Before we can shingle the documents, we need to clean the entries. For this, every punctuation and stopword was removed. As this algorithm can take a long time, we make use of *tqdm*'s progress bar.

In [2]:
import numpy as np
from tqdm import tqdm # progress bar
from nltk.corpus import stopwords
from string import punctuation
from sympy import nextprime

np.set_printoptions(threshold=np.inf, precision=0, suppress=True) # prevents scientific notation when printing

After cleaning the entries, we remove any entry smaller than the shingle size. Since we considered a somewhat large shingle size ($k=10$) in this notebook, entries smaller than this, were in the few cases that I looked into, always the same ("(Enviada diariamente)" appeared many times).

Then the shingling itself, is quite simple. We made each document's shingles into a set to remove any duplicate as duplicates wont aid in finding similar items.

In [9]:
shingle_size = 10

punctuation_table = str.maketrans(dict.fromkeys(punctuation, '')) # Table to remove punctuation from text
stop_words = set(stopwords.words('portuguese')) # Set with stop words

news_rdd = df.rdd.map(lambda item: (item['tweet_id'], item['text'])) # Removes url

shingle_rdd = (news_rdd.map(lambda item: (item[0], item[1].translate(punctuation_table).split()))
                   # Remove punctuation and stop words
                .map(lambda item: (item[0], [w for w in item[1] if w.lower() not in stop_words]))
                # Filter out articles with less than 'shingle_size' words
                .filter(lambda item: len(item[1]) >= shingle_size) 
                # Shingle the documents
                .map(lambda item: (item[0], set([tuple(item[1][i:i + shingle_size]) for i in range(len(item[1]) - shingle_size+1)])))
                ) 

# number of total distinct shingles to use in the hash functions
num_shingles = shingle_rdd.flatMap(lambda item: item[1]).distinct().count()

Here we define the hash function and the permutations, which are constant throughout the algorithm. We use *sympy*.nextprime(x) to find the smallest prime greater than x. The hash function is the same as in the class slides: $((a*h(x)+b)\mod{p})\mod{N}$ where $N$ is the number of shingles, and $p$ the next smallest prime number.

In [10]:
p = nextprime(num_shingles)

num_permutations = 13 * 11 # bands x rows obtained from 2.1. b*r=n; n is the number of permutations
a = np.random.randint(1, p, size = (num_permutations))
b = np.random.randint(0, p, size = (num_permutations))

a_bc = sc.broadcast(a)
b_bc = sc.broadcast(b)

def hash_function(x, i):
  return ((a_bc.value[i] * hash(x) + b_bc.value[i]) % p) % num_shingles

With this we hash every shingle in each document and turn that list to a set, in order to remove duplicates. 

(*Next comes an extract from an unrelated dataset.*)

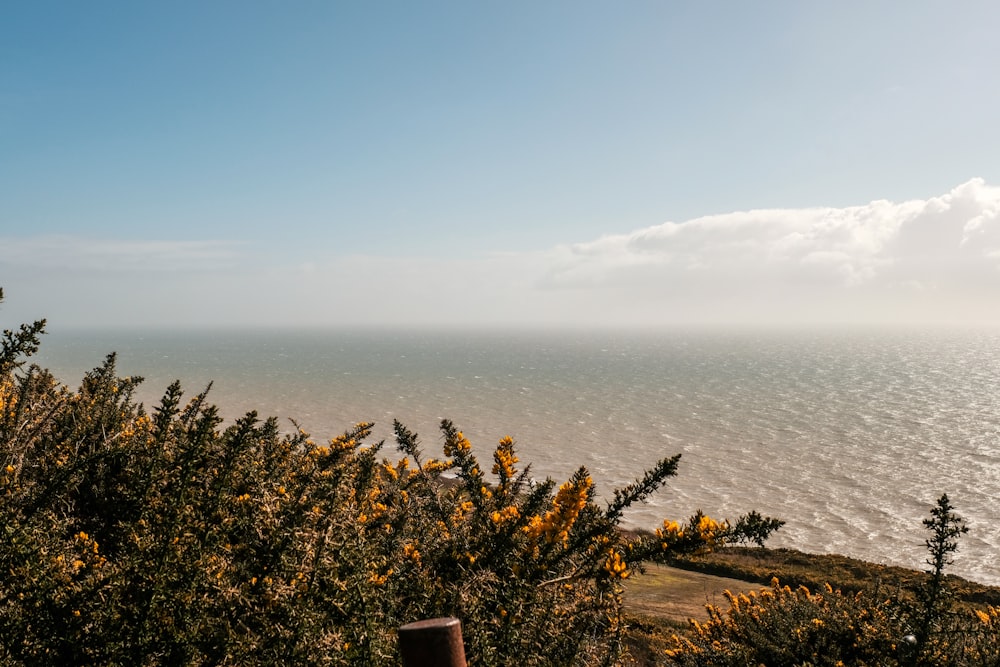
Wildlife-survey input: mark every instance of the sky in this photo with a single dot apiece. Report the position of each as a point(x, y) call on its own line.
point(489, 164)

We also print some variables used throughout the algorithm such as the total number of unique shingles and number of articles. The original size is around 59 thousand, so with the previous filter we removed alot of small entries which can help speed up the algorithm.

In [11]:
# Hash shingles and convert list to set to remove duplicates
hashed_shingles = shingle_rdd.map(lambda item: (item[0], set([hash(shingle) for shingle in item[1]])))
num_docs = hashed_shingles.count()

print(f'Number of unique shingles: {num_shingles}')
print(f'Number of documents: {num_docs}')

Number of unique shingles: 7254120
Number of documents: 54446


#### MinHashing

Now that we have our shingles, we can perform the minhashing and create our signature matrix. This matrix will have the shape ('num_permutations', 'num_articles'), i.e., (143, 54446).

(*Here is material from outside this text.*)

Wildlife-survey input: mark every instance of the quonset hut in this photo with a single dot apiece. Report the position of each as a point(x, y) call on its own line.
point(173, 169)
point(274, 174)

For this, we use the permutation values and hash every shingle in each document, then we append the minimum value to the 'minhash_values' list, and repeat until it is done 'num_permutations' times.

In [12]:
def minhash(document):
    """Applies minhashing to document."""
    minhash_values = []
    
    # For each permutation, get hash for every shingle and keep lowest
    for i in range(num_permutations):
        permuted_hash = [hash_function(shingle, i) for shingle in document]
        minhash_values.append(min(permuted_hash))
    
    return minhash_values

Using the speed up method of splitting the hashing into blocks, we split it into blocks of 500 entries, or 109 blocks.

We also repartition the shingles RDD (hashed shingles), and cache it since it will be accesses 109 times.

Then, every time a block is completed, we append its transpose (a column), to 'signature_matrix_blocks', which after every block is completed, concatenates them, creating our signature matrix.

In [17]:
def signature_matrix(shingles, num_docs, block_size):
    """Create signature matrix using minhash."""
    signature_matrix = []
    signature_matrix_blocks = []
    
    # Repartition RDD to lower bound (2 * cores) to reduce overhead and speed up process
    shingles_with_ids = shingles.zipWithIndex().map(lambda x: (x[1], x[0])).repartition(32).cache()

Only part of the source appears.